And for me those lines are important. I am also going to run a test with sensevoice maybe that can beat whisper. But, Moonshine right now is third on my list.

guynich · 2024-10-27T10:32:51Z

@sleepingcat4 thank you for checking the branch code! I'm authoring the live captions script. To compare this script, (which in current form provides a console user interface that emulates streaming-style live captions with very frequent console refreshes), with faster-whisper speech chunking method requires script changes. To my knowledge they both use the silero-vad iterator class. I'll come back to this issue thread with a summary of suggestions after checking.

edited: replaced GUI with console user interface.

guynich · 2024-10-27T13:49:49Z

@sleepingcat4
Faster-whisper transcriber includes methods to transcribe segments of speech into text. It uses code adapted from silero-vad, see:
https://github.com/SYSTRAN/faster-whisper/blob/c2a1da1bd94e002c38487c91c2f6b50a048000cf/faster_whisper/vad.py#L13C1-L13C73.
I was mistaken in thinking faster-whisper uses the VADIterator class though I do see similarities in faster-whisper’s adapted code. Moonshine repo does not have currently an equivalent speech segmentation method.

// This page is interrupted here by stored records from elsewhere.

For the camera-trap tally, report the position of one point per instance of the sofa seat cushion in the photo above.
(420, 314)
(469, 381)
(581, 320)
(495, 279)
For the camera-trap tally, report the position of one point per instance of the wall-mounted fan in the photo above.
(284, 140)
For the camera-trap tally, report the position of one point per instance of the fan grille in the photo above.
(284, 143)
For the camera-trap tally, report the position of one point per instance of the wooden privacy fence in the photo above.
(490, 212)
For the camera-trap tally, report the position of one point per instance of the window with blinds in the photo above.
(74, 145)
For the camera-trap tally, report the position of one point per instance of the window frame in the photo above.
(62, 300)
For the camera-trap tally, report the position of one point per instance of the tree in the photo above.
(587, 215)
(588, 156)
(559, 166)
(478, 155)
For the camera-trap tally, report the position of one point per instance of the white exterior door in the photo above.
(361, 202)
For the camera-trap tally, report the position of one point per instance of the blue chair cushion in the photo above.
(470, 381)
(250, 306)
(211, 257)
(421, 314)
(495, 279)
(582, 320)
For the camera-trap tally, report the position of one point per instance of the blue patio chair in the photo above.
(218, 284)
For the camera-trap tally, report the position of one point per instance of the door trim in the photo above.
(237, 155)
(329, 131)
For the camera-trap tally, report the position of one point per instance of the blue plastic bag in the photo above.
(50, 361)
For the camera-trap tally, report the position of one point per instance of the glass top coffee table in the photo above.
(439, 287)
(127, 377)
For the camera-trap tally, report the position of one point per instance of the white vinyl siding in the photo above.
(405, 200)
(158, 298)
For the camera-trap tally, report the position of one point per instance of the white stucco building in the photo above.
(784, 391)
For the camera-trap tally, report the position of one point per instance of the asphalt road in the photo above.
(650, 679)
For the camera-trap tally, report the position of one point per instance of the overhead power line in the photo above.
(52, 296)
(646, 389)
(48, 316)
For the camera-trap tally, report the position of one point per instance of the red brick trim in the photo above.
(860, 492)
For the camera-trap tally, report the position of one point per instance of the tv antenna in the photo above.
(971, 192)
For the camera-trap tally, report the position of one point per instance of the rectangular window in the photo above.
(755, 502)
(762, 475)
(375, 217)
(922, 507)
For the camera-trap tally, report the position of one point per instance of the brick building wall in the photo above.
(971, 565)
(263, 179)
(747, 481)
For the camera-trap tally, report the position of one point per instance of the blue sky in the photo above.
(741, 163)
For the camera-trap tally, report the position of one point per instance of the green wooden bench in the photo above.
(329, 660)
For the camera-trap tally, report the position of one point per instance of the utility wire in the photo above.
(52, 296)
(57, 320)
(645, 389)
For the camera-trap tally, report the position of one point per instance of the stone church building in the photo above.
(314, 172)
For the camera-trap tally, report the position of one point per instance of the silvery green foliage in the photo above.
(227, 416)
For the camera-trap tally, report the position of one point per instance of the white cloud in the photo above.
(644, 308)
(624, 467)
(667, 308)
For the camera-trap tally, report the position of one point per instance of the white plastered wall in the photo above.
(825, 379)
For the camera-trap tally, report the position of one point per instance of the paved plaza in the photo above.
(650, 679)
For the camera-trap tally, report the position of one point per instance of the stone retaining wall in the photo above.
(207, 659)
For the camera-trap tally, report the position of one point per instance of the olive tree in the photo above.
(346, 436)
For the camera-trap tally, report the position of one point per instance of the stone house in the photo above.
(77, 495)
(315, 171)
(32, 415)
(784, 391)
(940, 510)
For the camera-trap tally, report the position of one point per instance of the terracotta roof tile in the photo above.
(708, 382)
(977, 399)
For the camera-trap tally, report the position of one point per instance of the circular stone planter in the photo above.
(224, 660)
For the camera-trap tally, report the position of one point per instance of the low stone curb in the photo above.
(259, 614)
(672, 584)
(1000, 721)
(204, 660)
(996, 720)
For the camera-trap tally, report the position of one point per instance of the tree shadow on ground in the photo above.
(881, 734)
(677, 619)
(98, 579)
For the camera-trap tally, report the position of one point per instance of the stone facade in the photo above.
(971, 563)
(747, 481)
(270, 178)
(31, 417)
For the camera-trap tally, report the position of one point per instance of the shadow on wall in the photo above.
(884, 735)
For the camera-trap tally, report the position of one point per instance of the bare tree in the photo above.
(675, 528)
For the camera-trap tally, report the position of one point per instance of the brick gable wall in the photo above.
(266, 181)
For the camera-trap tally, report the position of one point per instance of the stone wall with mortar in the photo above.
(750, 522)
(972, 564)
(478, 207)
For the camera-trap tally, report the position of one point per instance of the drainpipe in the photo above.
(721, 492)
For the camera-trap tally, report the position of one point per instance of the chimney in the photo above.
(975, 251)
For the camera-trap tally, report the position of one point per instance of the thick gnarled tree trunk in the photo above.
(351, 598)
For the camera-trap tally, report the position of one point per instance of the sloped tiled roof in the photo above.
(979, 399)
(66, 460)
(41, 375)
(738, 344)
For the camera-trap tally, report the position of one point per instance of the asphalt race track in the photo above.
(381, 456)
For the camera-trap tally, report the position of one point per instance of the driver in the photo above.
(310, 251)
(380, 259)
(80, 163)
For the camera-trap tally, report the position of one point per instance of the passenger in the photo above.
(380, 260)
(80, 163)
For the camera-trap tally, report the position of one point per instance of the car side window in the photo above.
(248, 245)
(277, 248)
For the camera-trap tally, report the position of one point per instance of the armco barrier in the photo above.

A suggestion to directly compare faster-whisper and Moonshine models when testing on audio file examples is to adapt faster-whisper code for use with Moonshine models., e.g.: adapt code from
https://github.com/SYSTRAN/faster-whisper/blob/master/faster_whisper/transcribe.py.
We don’t have currently a plan for this in our repo.

For our open-source live_captions.py demo script I chose to use silero-vad native VADIterator class for speech chunking. This provides simpler code for our standalone demo script and uses the same VAD model as faster-whisper.

Here are suggestions how to adapt live_captions.py demo script to be more similar to faster-whisper speech segmentation.

Disable refresh model inferences by commenting out this line and if statement.

moonshine/moonshine/demo/live_captions.py

Line 177 in 962089a

print_captions(transcribe(speech))

This will block most of the streaming-style caption updates from the console (which currently we want in our demo) and thus will save computation as already commented by @csukuangfj above, e.g.:
How to achieve live transcription #19 (comment)
Set MAX_SPEECH_SECS = 30 to be same as Whisper model context window.
Copy over relevant Silero VAD model options used in faster-whisper code,
e.g.: from here
https://github.com/SYSTRAN/faster-whisper/blob/c2a1da1bd94e002c38487c91c2f6b50a048000cf/faster_whisper/vad.py#L14
to here:

moonshine/moonshine/demo/live_captions.py

Line 118 in 962089a

vad_iterator = VADIterator(

I chose not to specify all VADIterator parameters to provide simpler code for our standalone demo script. I think the most significant difference is my current script uses min_silence_duration_ms=300 and not the default value of 2000 milliseconds used in faster-whisper vad.py. In our demo testing I’ve seen this lower value of 300 milliseconds is more responsive for microphone captured speech with more frequent detection of speech pauses and more frequent commits to the cache. Interested people should try experimenting with this value and the other available parameters in the silero-vad VADIterator class:
https://github.com/snakers4/silero-vad/blob/e531cd3462189f275e0a231f0cefb21816147ed2/src/silero_vad/utils_vad.py#L394

I hope this information helps and thank you for your comments.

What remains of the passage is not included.